My friends who play this game use weaker machines to get much better results and when I set the graphic setting to auto it puts almost everything on Ultra(which works just as bad)


Other games I tried were Arma2 and Shogun 2, where my frame rates also drop considerably below players with the exact same machine.


I'm a bit lost here cause I have tried everything I can think of so I could really use a fresh approach.

Thanks...
 
Yeahhh, crossfire performance of the 6xxx series was... to put it lightly... Not the best. Anyhow, are you forcing any type of AA/AF/MLAA/etc in your drivers?

I feel obliged to ask this, we had someone on the forums that had his drivers forcing 64x csaa.
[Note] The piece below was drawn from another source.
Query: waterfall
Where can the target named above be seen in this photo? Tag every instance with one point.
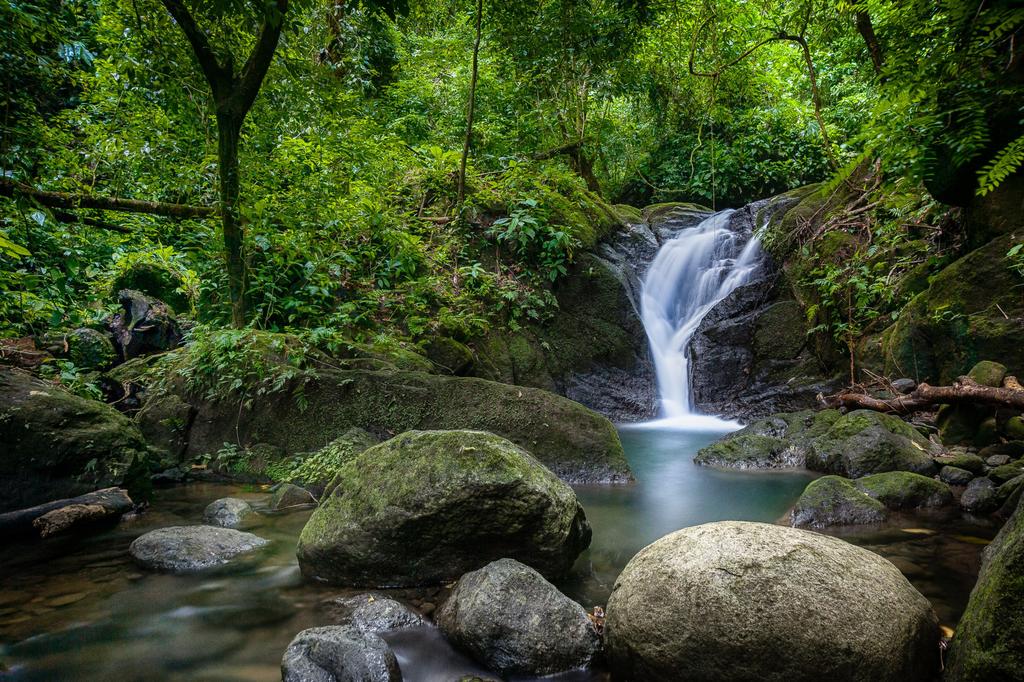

Hows it play when theres only one gpu activated? (not xfired)

Are you capping out your vram? You can find this out by using MSI afterburner (there onscreen OSD I think supports this) I might be wrong about this.

Are you using CAP profiles? If not, download them and see if that helps.

Edit: That first sentence was meant to ask if you were actually getting sub par FPS as being reported by FRAPS/afterburner/etc or does it just feel choppy (microstuttering). Woops.
 

Num43

Honorable
Jul 15, 2013
18
0
10,510
CPU hits a max of 70 and GPU hits a max of 65 under pressure. With crossfire disabled I get pretty much the same performance but with crossfire enabled 1 card is going all the way to 90% load while the 2nd remains at 20% max.


I will run FurMark and check my Vram even though it's the 2gb version.


Edit 1 :Ran FurMark and it gives me a score of 3383 at the preset 1080 test but it only seems to notice 1 card(CCC can see both and Crossfire IS enabled)

Edit 2 : MSI Afterburner shows that both GPU's share the workload during the FurMark test and comparing the score shows that 1 card would not get that score.

I will try messing around with the CCC profiles.
 

Num43

Honorable
Jul 15, 2013
18
0
10,510
My PC just got back from the shop where I got it, I have made them replace the PSU because it was giving off voltage spikes.

Currently I am still having TERRIBLE gaming experience while achieving high benchmark scores.

Examples:

Bf3 multiplayer running at 20-50 fps at the lowest graphical setting
Skyrim unable to maintain a near 60fps at medium graphical settings and stuttering to around 30fps in cities.

Reminder I run:
i5 2500k at 4.3ghz
12 gb ddr3 ram at 1600mhz
2 HD 6950 cards running at crossfire
with a fresh Windows and driver install.

Edit: CPU and GPU's only reach around 50% load

I would really like to try anything because I spent a lot of money building this PC and I am lost as to what is wrong with it.
 

Num43

Honorable
Jul 15, 2013
18
0
10,510
I have done that, performance is even worse...

Performance wise both my Hd6950's are working like one 5870...but all my benchmarks show a good score.


Any ideas? It's below any standard of gameplay for my machine and I can't really play anything because of lag and frame drops.